Right now I'm grateful that I can cry because that means I am starting to process at least some of this trauma, and to feel through the pain and grief my body is holding onto.
I also feel so incredibly alone.
So, my ask of anyone who is willing to listen is that you start to normalize these conversations if you haven't already.
If you're of good health and missing connection, think of how you can gain access in a way that doesn't prevent someone like me (immunocompromised) from gaining access to it the next day.
Your risk is not just yours. We all need a break but if your break means you're bringing higher risk to others (and especially when they can't give informed consent and take precautions afterward etc.) . . . that is not okay. Period.
And if you say people can trust you, withhold nothing. This year has shown a lot of us that we are not cared for and cannot trust anyone so you have to prove that you are trustworthy.
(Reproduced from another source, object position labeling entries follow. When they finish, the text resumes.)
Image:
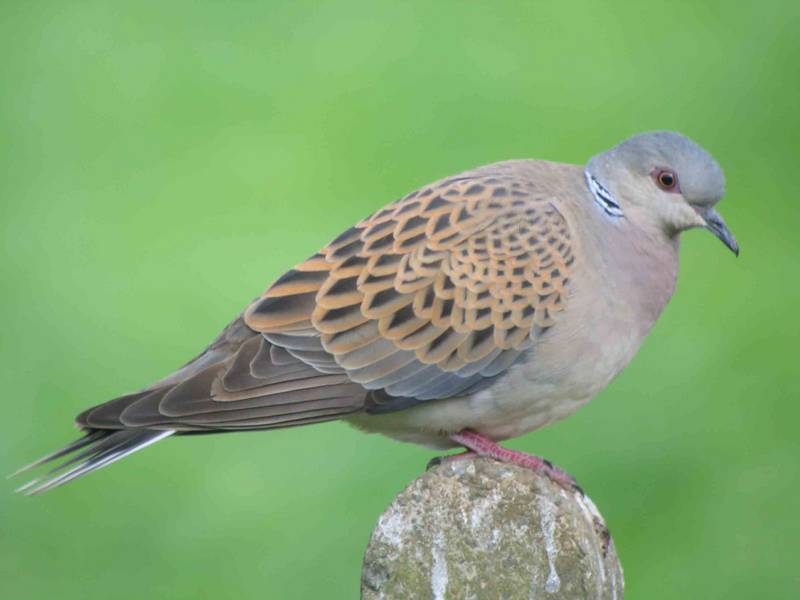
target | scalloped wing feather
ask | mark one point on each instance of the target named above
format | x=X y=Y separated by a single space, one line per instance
x=432 y=294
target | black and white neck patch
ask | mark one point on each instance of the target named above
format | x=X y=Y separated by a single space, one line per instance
x=603 y=197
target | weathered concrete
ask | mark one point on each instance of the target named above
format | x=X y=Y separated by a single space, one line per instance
x=478 y=528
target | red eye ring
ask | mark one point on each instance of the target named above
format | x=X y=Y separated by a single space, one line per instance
x=666 y=179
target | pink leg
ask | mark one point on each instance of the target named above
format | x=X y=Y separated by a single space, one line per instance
x=483 y=446
x=438 y=460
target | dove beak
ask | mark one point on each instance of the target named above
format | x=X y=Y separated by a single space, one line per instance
x=716 y=225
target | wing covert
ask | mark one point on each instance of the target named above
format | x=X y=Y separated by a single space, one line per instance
x=431 y=295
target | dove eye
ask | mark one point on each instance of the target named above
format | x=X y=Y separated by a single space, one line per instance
x=665 y=179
It is not freely given because right now if it is, that quite literally can mean death. Earn it.
It's not that hard and you might help someone up off the floor in giving them the information so that they can exercise full autonomy over their own being.
I was trying to figure out this feeling, of what my body was experiencing in response to feeling like those I thought I could trust were withholding information . . . The thing that came to mind is that it feels like being held by my abuser. I am in freeze mode and ready to move into flight right away. And I have, because people haven't given me the information to feel safe up front and when I find that out, I cannot be safe with those people.
But then, I'm alone again, with no one to hold me.
This is how I have been feeling the entire last two years.
I'm depleted.
Tonight, I felt myself starting to dissociate. So, I focused on one stimulus at a time and just experienced that. I had a bath, I read a book, I was on my phone (but JUST on my phone) and then watched TV but JUST watched TV (no phone). That is the best I could do.